Aos poucos, o sistema tornou-se comum em países desenvolvidos. Cerca de três quartos dos países da OCDE têm um sistema análogo ao que o Chile implantou em 2003 e vem expandindo desde então. Um dos feitos dos chilenos foi justamente compreender que a ideia não tinha coloração partidária.

O país foi exemplo de alternância de poder nos últimos anos, intercalando governos de esquerda e de direita, mas o processo de melhoria da seleção de cargos de direção pública continuou avançando — o número de cargos escolhidos pelo sistema dobrou em dez anos — e as premiações dos melhores gestores do ano ­ganham cada vez mais destaque. 
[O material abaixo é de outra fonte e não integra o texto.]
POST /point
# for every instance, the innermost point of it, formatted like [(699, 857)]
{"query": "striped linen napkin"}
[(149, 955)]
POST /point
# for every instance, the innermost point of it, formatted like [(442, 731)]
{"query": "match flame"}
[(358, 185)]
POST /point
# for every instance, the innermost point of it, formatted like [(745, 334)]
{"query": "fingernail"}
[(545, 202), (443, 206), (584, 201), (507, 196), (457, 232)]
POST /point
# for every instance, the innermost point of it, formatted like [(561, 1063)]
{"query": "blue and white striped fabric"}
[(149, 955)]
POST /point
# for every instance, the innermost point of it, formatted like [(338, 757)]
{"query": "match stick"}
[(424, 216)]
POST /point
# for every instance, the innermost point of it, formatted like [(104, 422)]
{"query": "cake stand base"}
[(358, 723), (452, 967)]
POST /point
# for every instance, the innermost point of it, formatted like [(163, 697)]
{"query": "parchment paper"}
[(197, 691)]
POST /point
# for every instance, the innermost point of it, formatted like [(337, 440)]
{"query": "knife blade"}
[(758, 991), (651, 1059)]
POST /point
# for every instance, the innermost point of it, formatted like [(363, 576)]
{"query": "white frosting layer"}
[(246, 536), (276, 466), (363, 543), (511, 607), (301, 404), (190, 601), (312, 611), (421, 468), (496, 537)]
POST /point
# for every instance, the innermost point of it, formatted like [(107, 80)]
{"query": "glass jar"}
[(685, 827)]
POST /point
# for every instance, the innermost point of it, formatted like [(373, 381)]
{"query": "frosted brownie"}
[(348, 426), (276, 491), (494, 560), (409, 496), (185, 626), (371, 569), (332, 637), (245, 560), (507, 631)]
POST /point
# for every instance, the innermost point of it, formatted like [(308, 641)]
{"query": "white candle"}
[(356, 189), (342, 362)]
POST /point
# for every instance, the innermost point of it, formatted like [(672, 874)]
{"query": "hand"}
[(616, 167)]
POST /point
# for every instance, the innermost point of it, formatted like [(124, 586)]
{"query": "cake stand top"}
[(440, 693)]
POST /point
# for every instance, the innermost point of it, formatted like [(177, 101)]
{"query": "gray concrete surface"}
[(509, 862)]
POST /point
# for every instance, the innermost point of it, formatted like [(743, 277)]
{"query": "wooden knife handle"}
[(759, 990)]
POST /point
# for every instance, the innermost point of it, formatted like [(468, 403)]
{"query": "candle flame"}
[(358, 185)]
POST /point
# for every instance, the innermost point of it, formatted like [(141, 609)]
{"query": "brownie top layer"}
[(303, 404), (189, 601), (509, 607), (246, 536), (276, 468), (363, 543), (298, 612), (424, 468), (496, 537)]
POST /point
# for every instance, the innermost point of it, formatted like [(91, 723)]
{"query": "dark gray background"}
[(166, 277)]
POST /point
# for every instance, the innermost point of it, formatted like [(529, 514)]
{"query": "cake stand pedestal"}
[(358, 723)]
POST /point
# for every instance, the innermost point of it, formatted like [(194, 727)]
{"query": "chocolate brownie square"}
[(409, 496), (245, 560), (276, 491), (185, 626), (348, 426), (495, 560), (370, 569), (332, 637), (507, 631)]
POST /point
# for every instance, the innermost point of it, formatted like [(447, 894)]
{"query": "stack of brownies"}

O exemplo chileno é especialmente relevante para o Brasil, visto que o critério em que o país presidido por Michelle Bachelet mais avançou no ranking do BID foi o de eficiência da máquina pública. Nesse aspecto, o Chile tinha 65 pontos em 2004 e passou para 85 em 2012.

O Brasil, no mesmo período, caiu de 55 para 50. Não é uma surpresa que a economia do Chile deverá crescer de 2011 a 2014, em média, 3 pontos percentuais a mais do que a nossa.

“O Brasil precisa abandonar sua tradição de manter um Estado burocrático e cheio de normas que dificultam a meritocracia”, diz Longo, que também participou da elaboração do estudo do BID. Um exemplo latino-americano já não falta mais.